![](https://www.mindingthecampus.org/wp-content/uploads/2025/02/Anthropology-in-Crisis.png)
Editor’s Note: The following is an article originally published by the Observatory of University Ethics on June 25, 2025. It was translated into English from French by the Observatory before being edited to align with Minding the Campus’s style guidelines. It is crossposted here with permission.
San Jose State University
Elizabeth Weiss, a physical anthropologist and professor emeritus at San Jose State University, is the unwilling embodiment of the controversy that is shaking anthropology. With nearly 70 scientific articles and seven published books, this skeletal remains specialist is at the center of a debate mixing science, identity politics, and academic freedom. She agreed to answer our questions during a video interview—subtitled in French—that you can find here:
Her latest book, On the Warpath: My Battles with Indians, Pretendians, and Woke Warriors, is about her struggle against the growing politicization of her discipline. “Bone allows us to reconstruct the lives of people in the past, before they could leave a written record. But we are losing this essential data in the name of an ideological identity,” she says. Weiss says that U.S. laws on the repatriation of human remains, while initially limited to collections with clear ties to modern tribes, are now being misapplied. “Some remains, thousands of years old, are being returned to tribes with no proven connection.”
Science versus identity ideology
The anthropologist also points to a profound transformation of her discipline, once anchored in scientific rigor. She denounces a tendency to subordinate facts to cultural or religious narratives. “Today, if a tribe claims that a 10-year-old skeleton belongs to them, their story prevails, even if DNA proves otherwise,” she laments.
This confrontation sometimes reaches absurd heights. Weiss describes how some museums, under pressure, now refuse to exhibit human remains or even X-rays. “We have reached the point of censoring images of bones in scientific publications, on the pretext that they might offend sensibilities. It’s like a return to the time when human anatomy was taboo.”
A fragmented discipline
Beyond these controversies, Elizabeth Weiss criticizes a broader development: “Anthropology has become a study of the self. Many young researchers use the discipline to explore their own identity or to serve political agendas. This has nothing to do with rigorous research on humanity.”
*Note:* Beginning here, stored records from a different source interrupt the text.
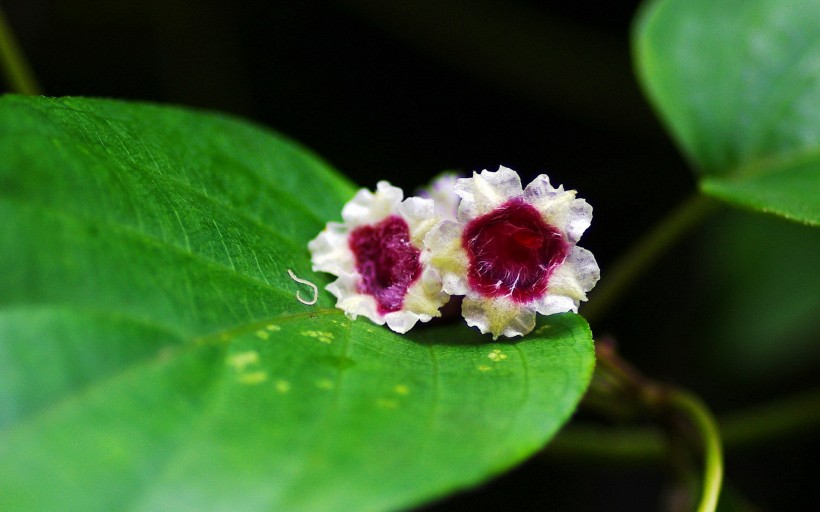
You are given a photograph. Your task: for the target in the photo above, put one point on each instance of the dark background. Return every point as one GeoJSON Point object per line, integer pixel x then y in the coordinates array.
{"type": "Point", "coordinates": [404, 90]}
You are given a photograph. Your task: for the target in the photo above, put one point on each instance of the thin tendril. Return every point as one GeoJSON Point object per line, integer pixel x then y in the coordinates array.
{"type": "Point", "coordinates": [313, 288]}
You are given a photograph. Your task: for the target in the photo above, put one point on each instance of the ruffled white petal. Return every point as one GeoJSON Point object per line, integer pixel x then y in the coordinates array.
{"type": "Point", "coordinates": [420, 215]}
{"type": "Point", "coordinates": [485, 191]}
{"type": "Point", "coordinates": [498, 316]}
{"type": "Point", "coordinates": [330, 252]}
{"type": "Point", "coordinates": [445, 254]}
{"type": "Point", "coordinates": [368, 208]}
{"type": "Point", "coordinates": [559, 207]}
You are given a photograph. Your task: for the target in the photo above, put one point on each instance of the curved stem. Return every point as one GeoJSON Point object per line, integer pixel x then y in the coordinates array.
{"type": "Point", "coordinates": [702, 419]}
{"type": "Point", "coordinates": [739, 429]}
{"type": "Point", "coordinates": [17, 71]}
{"type": "Point", "coordinates": [646, 252]}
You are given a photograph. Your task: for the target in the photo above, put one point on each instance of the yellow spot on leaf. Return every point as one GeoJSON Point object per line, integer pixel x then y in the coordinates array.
{"type": "Point", "coordinates": [386, 403]}
{"type": "Point", "coordinates": [322, 336]}
{"type": "Point", "coordinates": [496, 355]}
{"type": "Point", "coordinates": [543, 329]}
{"type": "Point", "coordinates": [242, 359]}
{"type": "Point", "coordinates": [252, 378]}
{"type": "Point", "coordinates": [324, 384]}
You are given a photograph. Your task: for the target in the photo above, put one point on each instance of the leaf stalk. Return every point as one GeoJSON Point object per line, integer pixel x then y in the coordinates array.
{"type": "Point", "coordinates": [15, 67]}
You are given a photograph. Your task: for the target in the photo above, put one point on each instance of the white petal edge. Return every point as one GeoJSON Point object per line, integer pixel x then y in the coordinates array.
{"type": "Point", "coordinates": [368, 208]}
{"type": "Point", "coordinates": [420, 215]}
{"type": "Point", "coordinates": [329, 251]}
{"type": "Point", "coordinates": [498, 316]}
{"type": "Point", "coordinates": [485, 191]}
{"type": "Point", "coordinates": [569, 283]}
{"type": "Point", "coordinates": [444, 253]}
{"type": "Point", "coordinates": [559, 207]}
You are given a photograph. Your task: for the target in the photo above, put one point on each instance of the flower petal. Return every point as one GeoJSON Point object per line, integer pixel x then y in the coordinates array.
{"type": "Point", "coordinates": [498, 316]}
{"type": "Point", "coordinates": [421, 217]}
{"type": "Point", "coordinates": [367, 207]}
{"type": "Point", "coordinates": [445, 253]}
{"type": "Point", "coordinates": [329, 251]}
{"type": "Point", "coordinates": [559, 207]}
{"type": "Point", "coordinates": [485, 191]}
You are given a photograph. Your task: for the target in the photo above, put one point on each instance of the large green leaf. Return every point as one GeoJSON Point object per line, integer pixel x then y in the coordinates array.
{"type": "Point", "coordinates": [738, 84]}
{"type": "Point", "coordinates": [153, 355]}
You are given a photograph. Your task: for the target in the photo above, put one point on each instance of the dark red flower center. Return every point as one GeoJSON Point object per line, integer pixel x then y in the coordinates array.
{"type": "Point", "coordinates": [512, 252]}
{"type": "Point", "coordinates": [386, 260]}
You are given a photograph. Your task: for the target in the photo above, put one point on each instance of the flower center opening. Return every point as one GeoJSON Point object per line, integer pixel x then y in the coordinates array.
{"type": "Point", "coordinates": [512, 252]}
{"type": "Point", "coordinates": [387, 262]}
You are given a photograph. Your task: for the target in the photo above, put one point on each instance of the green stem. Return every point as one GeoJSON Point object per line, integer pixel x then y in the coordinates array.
{"type": "Point", "coordinates": [18, 73]}
{"type": "Point", "coordinates": [646, 252]}
{"type": "Point", "coordinates": [704, 422]}
{"type": "Point", "coordinates": [740, 429]}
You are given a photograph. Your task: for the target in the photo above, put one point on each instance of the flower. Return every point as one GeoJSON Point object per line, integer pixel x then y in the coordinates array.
{"type": "Point", "coordinates": [512, 252]}
{"type": "Point", "coordinates": [377, 255]}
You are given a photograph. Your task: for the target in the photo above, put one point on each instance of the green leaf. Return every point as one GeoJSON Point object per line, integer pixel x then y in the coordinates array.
{"type": "Point", "coordinates": [760, 297]}
{"type": "Point", "coordinates": [153, 355]}
{"type": "Point", "coordinates": [738, 84]}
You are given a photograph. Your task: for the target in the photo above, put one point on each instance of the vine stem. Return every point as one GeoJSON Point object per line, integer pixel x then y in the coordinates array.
{"type": "Point", "coordinates": [14, 64]}
{"type": "Point", "coordinates": [702, 419]}
{"type": "Point", "coordinates": [646, 252]}
{"type": "Point", "coordinates": [740, 429]}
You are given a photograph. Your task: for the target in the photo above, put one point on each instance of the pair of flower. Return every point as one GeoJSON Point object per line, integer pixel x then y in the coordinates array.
{"type": "Point", "coordinates": [511, 252]}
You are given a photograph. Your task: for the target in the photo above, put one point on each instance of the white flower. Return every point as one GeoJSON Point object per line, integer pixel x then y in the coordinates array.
{"type": "Point", "coordinates": [512, 251]}
{"type": "Point", "coordinates": [377, 255]}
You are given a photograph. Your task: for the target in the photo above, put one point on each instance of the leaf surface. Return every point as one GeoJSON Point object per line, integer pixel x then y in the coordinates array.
{"type": "Point", "coordinates": [738, 84]}
{"type": "Point", "coordinates": [153, 355]}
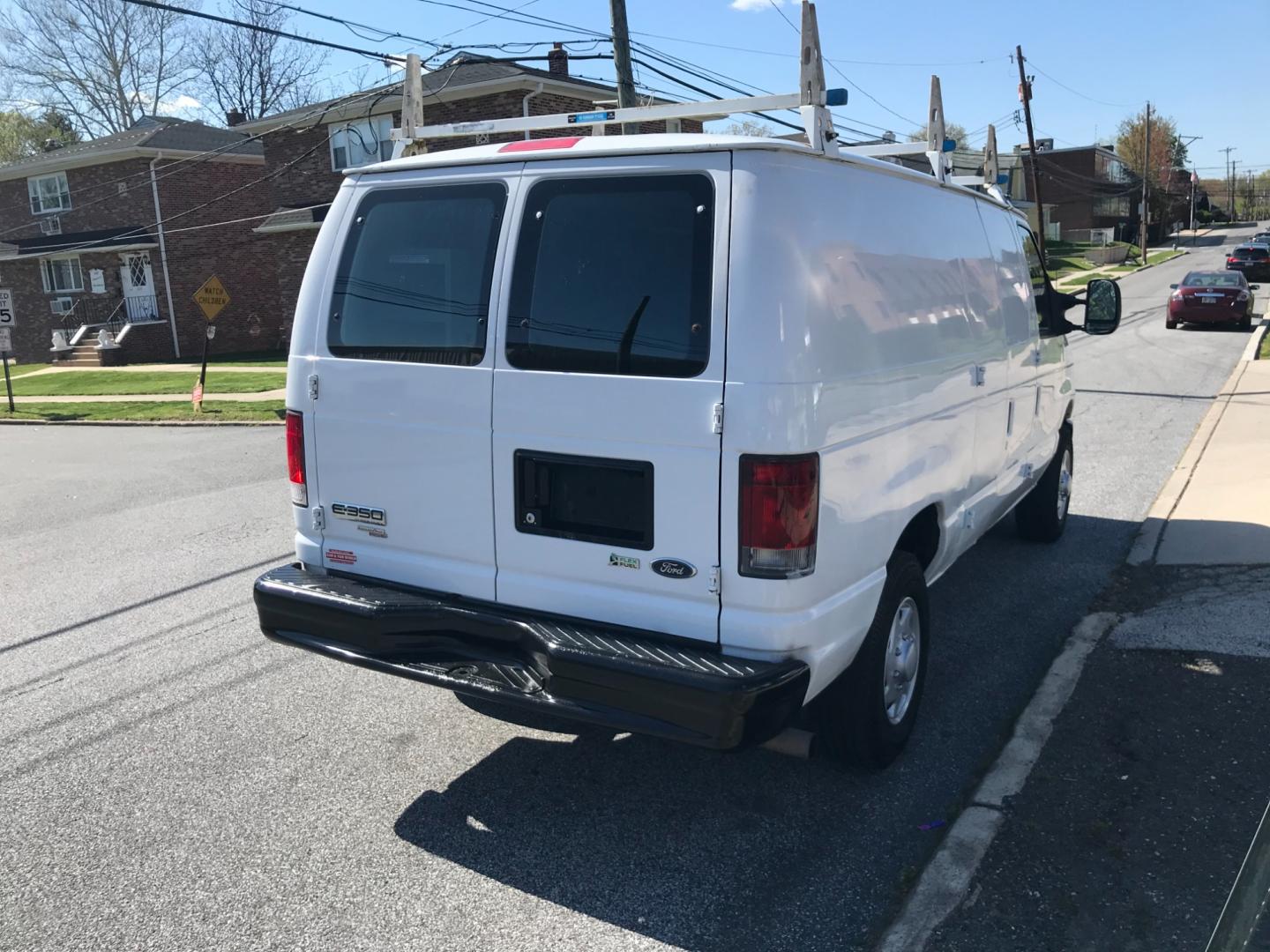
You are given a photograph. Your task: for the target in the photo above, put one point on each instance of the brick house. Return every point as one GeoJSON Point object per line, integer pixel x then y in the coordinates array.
{"type": "Point", "coordinates": [306, 159]}
{"type": "Point", "coordinates": [108, 234]}
{"type": "Point", "coordinates": [1085, 188]}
This drift, she says, does not only concern cultural anthropology, often criticized for its methodological laxity, but extends to physical anthropology and archaeology. Even respected figures like Napoleon Chagnon, famous for his work on the Yanomami, have been attacked for conclusions deemed politically incorrect.
The price of courage
Weiss has paid dearly for her opposition. In 2020, after co-authoring Repatriation and Erasing the Past, a book critical of the repatriation of human remains, she was targeted by a cancellation campaign. Her university restricted her access to the collections she had studied for two decades, and she was ostracized by her peers. “They even locked the rooms where I worked and accused me of desecrating sacred beliefs.”
The Uncertain Future of Anthropology
“We are losing science,” warns Weiss, who sees this politicization as an existential threat. “When remains are buried or destroyed, when museums censor their exhibits, there is nothing left to study. Unlike other disciplines, once anthropological data is lost, it cannot be recreated.”
Elizabeth Weiss nevertheless remains attached to the idea of an anthropology anchored in science and the exploration of the past. But her testimony, opposing scientific rigor to identity pretensions, suggests an uncertain future for a discipline in search of meaning.